Morton’s hastily written bio reads like fan fiction: Markle is the relatable heroine, a lovely young woman with a social conscience and the intelligence and determination to overcome a fractured family to get what she wants ... Unfortunately, there’s not a lot of dish — or palace intrigue — in Morton’s When-Harry-Met-Meghan account. Prince Charles is pretty much absent from the book, so we have no idea what dad thinks of his future daughter-in-law ... In the end, much of what’s in Morton’s book is no doubt already familiar to faithful readers of People and Us Weekly, which have chronicled every picayune detail of the royal romance, but Meghan: A Hollywood Princess still managed to make me care — OK, almost care — about Markle, which is a modest achievement.
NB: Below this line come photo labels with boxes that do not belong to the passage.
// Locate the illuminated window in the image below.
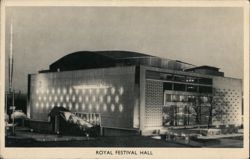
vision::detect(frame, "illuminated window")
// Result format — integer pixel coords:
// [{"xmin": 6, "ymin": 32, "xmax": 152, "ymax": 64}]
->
[
  {"xmin": 51, "ymin": 88, "xmax": 55, "ymax": 94},
  {"xmin": 96, "ymin": 88, "xmax": 100, "ymax": 94},
  {"xmin": 82, "ymin": 89, "xmax": 86, "ymax": 94},
  {"xmin": 119, "ymin": 87, "xmax": 124, "ymax": 95},
  {"xmin": 111, "ymin": 104, "xmax": 115, "ymax": 112},
  {"xmin": 107, "ymin": 96, "xmax": 111, "ymax": 103},
  {"xmin": 78, "ymin": 96, "xmax": 82, "ymax": 102},
  {"xmin": 57, "ymin": 88, "xmax": 61, "ymax": 94},
  {"xmin": 72, "ymin": 95, "xmax": 76, "ymax": 102},
  {"xmin": 75, "ymin": 89, "xmax": 79, "ymax": 94},
  {"xmin": 119, "ymin": 104, "xmax": 123, "ymax": 112},
  {"xmin": 103, "ymin": 104, "xmax": 107, "ymax": 111},
  {"xmin": 104, "ymin": 88, "xmax": 108, "ymax": 95},
  {"xmin": 82, "ymin": 103, "xmax": 85, "ymax": 110},
  {"xmin": 60, "ymin": 96, "xmax": 63, "ymax": 102},
  {"xmin": 49, "ymin": 96, "xmax": 52, "ymax": 102},
  {"xmin": 69, "ymin": 88, "xmax": 72, "ymax": 94},
  {"xmin": 115, "ymin": 95, "xmax": 119, "ymax": 103},
  {"xmin": 69, "ymin": 103, "xmax": 72, "ymax": 110},
  {"xmin": 63, "ymin": 88, "xmax": 67, "ymax": 94},
  {"xmin": 75, "ymin": 103, "xmax": 79, "ymax": 110},
  {"xmin": 111, "ymin": 87, "xmax": 115, "ymax": 94},
  {"xmin": 54, "ymin": 96, "xmax": 57, "ymax": 101},
  {"xmin": 89, "ymin": 104, "xmax": 92, "ymax": 110},
  {"xmin": 92, "ymin": 96, "xmax": 96, "ymax": 102},
  {"xmin": 99, "ymin": 96, "xmax": 103, "ymax": 103},
  {"xmin": 66, "ymin": 95, "xmax": 69, "ymax": 102},
  {"xmin": 85, "ymin": 96, "xmax": 89, "ymax": 102},
  {"xmin": 96, "ymin": 104, "xmax": 100, "ymax": 111}
]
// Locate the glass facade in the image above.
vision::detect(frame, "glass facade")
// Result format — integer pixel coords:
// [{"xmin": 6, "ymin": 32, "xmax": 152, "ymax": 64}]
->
[
  {"xmin": 163, "ymin": 93, "xmax": 210, "ymax": 126},
  {"xmin": 146, "ymin": 71, "xmax": 213, "ymax": 126}
]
What makes Megan: A Hollywood Princess stand out from the pack is the fame of Morton, whose book Diana: Her True Story explosively blew the cover off the unhappy marriage of Harry’s parents ... Morton provides a dutiful and generally positive profile of Markle in his biography. But there’s little of the 'wow' factor that made Diana: Her True Story such a powerful book. I wish there was more of that in Meghan: A Hollywood Princess. Yes, Morton writes about Markle growing up with a white father and an African-American mother who divorced when she was a child. He writes about the challenges and racism Markle faced being biracial in a painfully divided America. But I still wish he could have gone deeper into what motivates and inspires her.
If there are people in Markle’s early life who recall her as unimpressive or even just normal, Morton didn’t encounter them. Instead she is described as 'special,' 'extraordinary' and a 'standout' ... Obviously included to bring dramatic tension to an otherwise scandal-free portrait, these wicked whispers don’t amount to much, and ultimately say more about the way we view ambitious women than they do about Markle herself.